L’erba era troppo bagnata perché Serena giocasse con un partner, come da programma. Serena stava sulla linea di fondo, e batteva, ancora e ancora il miglior servizio del tennis femminile e, bisogna dirlo, un movimento più elegante della maggior parte del circuito Atp maschile. Senza l’espressione feroce della partita, sembrava particolarmente bella – zigomi alti; occhi larghi; un sorriso grande e rilassato. E la presenza dell’erba fresca, intensificata dalla pioggia e dall’umidità, era inebriante. A un certo punto ho chiuso gli occhi, concentrandomi sul suono e il profumo. L’aroma dolce dell’erba era reso più penetrante dalle gocce, il sibilo prolungato, soprattutto in occasione di una palla tagliata. Era una sensazione di tennis purissimo, ho pensato, ma che era sempre meno parte di esso. Sempre meno persone si trovano a giocare su un campo in erba. E la stagione dell’erba per i giocatori professionisti dura soltanto un mese o poco più una manciata di piccoli tornei (Queens, Hertogenbosch, Halle, Eastbourne) prima delle due settimane di Wimbledon.

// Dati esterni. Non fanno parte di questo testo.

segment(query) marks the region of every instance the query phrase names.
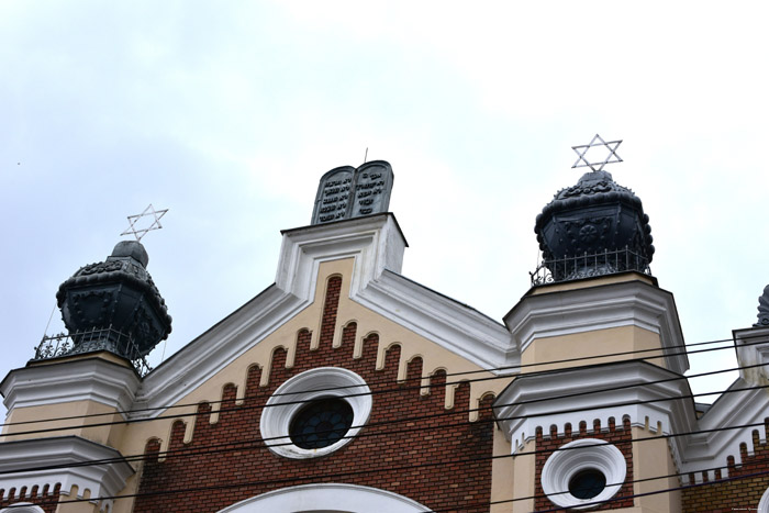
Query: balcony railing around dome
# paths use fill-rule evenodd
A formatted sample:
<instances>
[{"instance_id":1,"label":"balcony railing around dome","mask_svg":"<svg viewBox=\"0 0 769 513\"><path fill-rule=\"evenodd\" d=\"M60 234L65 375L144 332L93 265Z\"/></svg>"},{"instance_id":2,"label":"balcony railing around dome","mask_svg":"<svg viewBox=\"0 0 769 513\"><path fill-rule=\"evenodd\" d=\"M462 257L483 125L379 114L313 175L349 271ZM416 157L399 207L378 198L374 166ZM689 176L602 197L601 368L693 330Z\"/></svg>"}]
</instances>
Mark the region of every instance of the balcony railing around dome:
<instances>
[{"instance_id":1,"label":"balcony railing around dome","mask_svg":"<svg viewBox=\"0 0 769 513\"><path fill-rule=\"evenodd\" d=\"M532 287L635 270L651 275L649 259L629 248L543 260L530 272Z\"/></svg>"},{"instance_id":2,"label":"balcony railing around dome","mask_svg":"<svg viewBox=\"0 0 769 513\"><path fill-rule=\"evenodd\" d=\"M133 338L112 327L44 336L35 347L33 360L47 360L97 350L108 350L131 360L134 369L142 377L152 370Z\"/></svg>"}]
</instances>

Il tennis oggi è uno sport globale, certo, e giocato soprattutto in luoghi – o in periodi dell’anno – in cui l’erba non è di casa. E anche dove l’erba potrebbe crescere ed essere usata come superficie per un campo, richiede troppo lavoro e troppe spese per essere mantenuta. Nella settimana successiva alla fine del torneo di Wimbledon, gli “show courts” – utilizzati soltanto per i Championships – sono spogliati di tutto ciò che vi cresce. Vengono nuovamente seminati, il terreno è fertilizzato, e i campi coperti. In inverno, ci si prende cura dell’erba, lasciata crescere a circa 13 millimetri. Con la primavera viene gradualmente accorciata, così che con l’arrivo del torneo è perfettamente allineata a 8 millimetri.

Ventotto giardinieri irrigano i campi ogni notte durante Wimbledon. L’erba viene tagliata quotidianamente e, se capita un periodo piovoso, anche due volte al giorno. Poi, alla fine della prima settimana di gioco – il “Middle Sunday” – i campi vengono chiusi. È una cosa che può sembrare folle alle produzioni televisive e agli spettatori: niente tennis proprio nel giorno in cui c’è più tempo per guardarlo?! Ma i campi devono respirare. I giardinieri lavorano furiosamente per rimetterli in ordine, spianando zolle e frammenti e riempiendo di nuovo al meglio le linee di fondo. Camminare nell’All-England Club durante il Middle Sunday ci fa ricordare che il verde che amiamo non è artificiale, e che dovremmo prenderci cura, e non solo giocarci sopra, della terra sotto i nostri piedi.